Switching from holiday brain to school brain - planning, mentoring a masters teaching student and continuing Mindlab course papers - Linda Finlay's (2008) discussion paper raised a lot of flags.
The point in the article that particularly resonated with my own reflective practice journey was the importance of making reflection timely and meaningful.
I will put up my hand and admit to being the teacher who, long after the teaching had occurred (and with no real evidence), filled in the 'evaluation/reflection' box at the bottom of the planning document. My reflections were never deliberately acted on - although a few ideas seeped through. No one checked in with me nor did I invite input from students or colleagues.

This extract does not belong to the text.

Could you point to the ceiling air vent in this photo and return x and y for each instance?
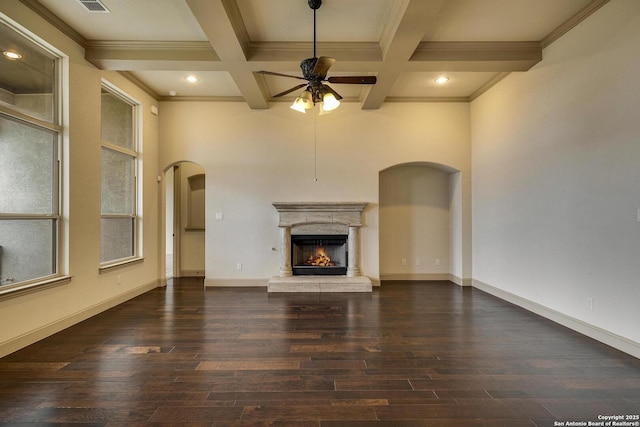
(94, 6)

It was an entirely solo, box-ticking exercise.
My teaching and learning practice has become far more responsive. Using a teaching as inquiry approach means that reflection is happening formally and informally throughout practice (not after the unit is finished and the form needs to completed and filed away). Planning and practice shifts as required to meet the needs of my learners. In order to ensure that any shifts are in the right direction, both teacher and student need to reflect on what is or is not working, how we know and where to go next.
By incorporating reflection into my teaching and learning practice I not only prioritise the time and resource that deep reflection needs but can immediately implement changes to make my practice more effective.
At my school we use a range of reflective tools and do not have one prescribed model. There is a lot of dialogue between colleagues, teacher-student or student-student (formally and informally). A framework we have adopted through developing our community of mathematical inquiry is the 'talk moves'. These are designed to encourage critical participation in maths discussion. They have a strong element of critical, reflective thinking and justification which makes them apt for reflection. For our teaching as inquiry foci we use a critical buddy to pose questions and provocations.
The challenge is to record these interactions and conversations in a way that is not intrusive or counterproductive to the reflection process (ideas?). The record of reflection can then be used as an artifact (and a tool) in our learning journey.